Correlation analysis of IL-33 mRNA expression level (A) or ST2 mRNA expression level (B) with M2 macrophage infiltration in LUAD (n = 515) and LUSC (n = 501) using the TIMER2.0 database. RT-qPCR analysis of Fizz1 (C) and ST2L (D) mRNA expression in THP-1 macrophages treated with rIL-33 (100 ng/mL) and/or rIL-13, 20 ng/mL for 48 h. E qPCR analysis of ST2L mRNA expression in THP-1 macrophages treated with p38 inhibitor (SB202190, 0.5 mM), JNK inhibitor (SP600125, 0.5 mM), MEK inhibitor (U0126, 0.5 mM) or NF-κB inhibitor (BAY11-7082, 1 mM) during rIL-33 (100 ng/mL) and/or rIL-13, 20 ng/mL treatment.

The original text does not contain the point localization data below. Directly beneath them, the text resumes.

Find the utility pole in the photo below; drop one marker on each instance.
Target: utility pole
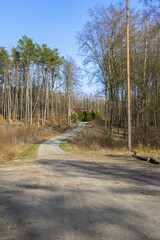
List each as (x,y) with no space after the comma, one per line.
(128,81)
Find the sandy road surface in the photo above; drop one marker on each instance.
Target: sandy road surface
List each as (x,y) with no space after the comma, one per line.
(80,197)
(52,146)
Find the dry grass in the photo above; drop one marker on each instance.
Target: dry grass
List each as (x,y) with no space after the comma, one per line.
(15,139)
(95,139)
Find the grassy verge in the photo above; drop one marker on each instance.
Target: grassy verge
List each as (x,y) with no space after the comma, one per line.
(94,139)
(64,146)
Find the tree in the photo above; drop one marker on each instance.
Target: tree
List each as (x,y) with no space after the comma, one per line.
(101,42)
(70,72)
(26,47)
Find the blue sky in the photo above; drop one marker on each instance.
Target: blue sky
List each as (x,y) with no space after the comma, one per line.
(54,22)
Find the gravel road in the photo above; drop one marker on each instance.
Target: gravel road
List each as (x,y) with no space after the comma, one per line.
(52,146)
(79,197)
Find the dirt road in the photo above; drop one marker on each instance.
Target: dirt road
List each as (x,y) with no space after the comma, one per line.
(80,197)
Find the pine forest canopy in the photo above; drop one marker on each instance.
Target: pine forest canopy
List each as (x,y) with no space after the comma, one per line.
(35,81)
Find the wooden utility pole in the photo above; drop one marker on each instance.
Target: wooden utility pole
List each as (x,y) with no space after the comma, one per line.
(128,81)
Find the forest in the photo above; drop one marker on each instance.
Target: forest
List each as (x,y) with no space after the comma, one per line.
(39,86)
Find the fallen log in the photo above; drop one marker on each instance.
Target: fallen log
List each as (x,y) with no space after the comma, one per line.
(148,159)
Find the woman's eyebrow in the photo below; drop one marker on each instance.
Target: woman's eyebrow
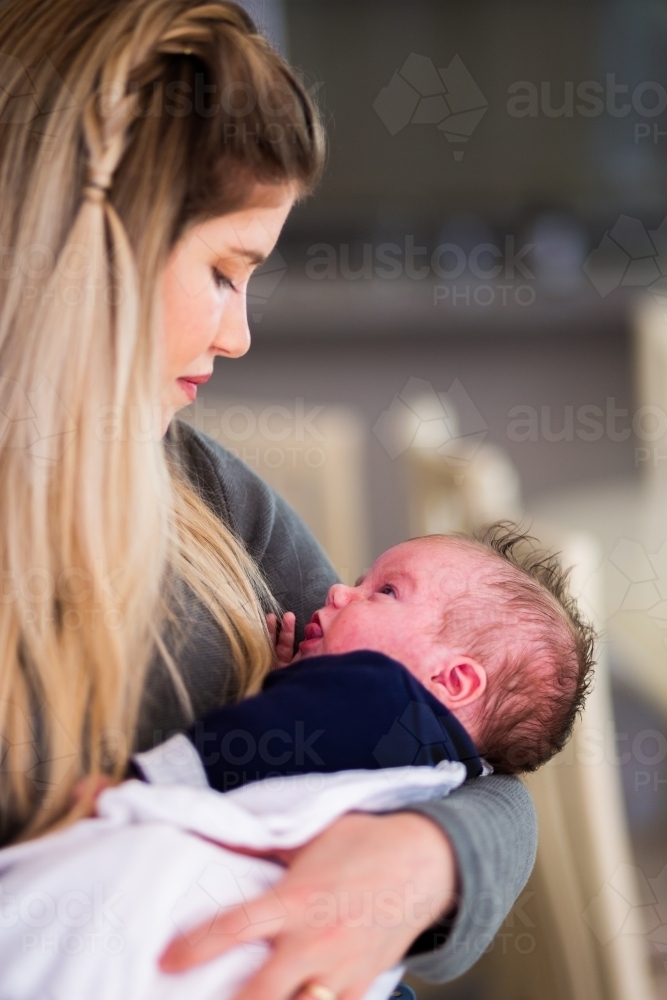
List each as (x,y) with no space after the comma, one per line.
(254,256)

F Predicted NF-κB binding sites at the ST2L promoter by PROMO website. G, H ChIP-qPCR analysis of p-p65 binding to the ST2L promoter in M2 macrophages treated with or without rIL-33 (100 ng/mL) for 24 h. I Luciferase reporter assay of WT ST2L promoter or mutant ST2L promoter with base substitution at the NF-κB motif. Data are presented as mean ± SD, *p < 0.05, **p < 0.01, ***p < 0.001, Student’s t test.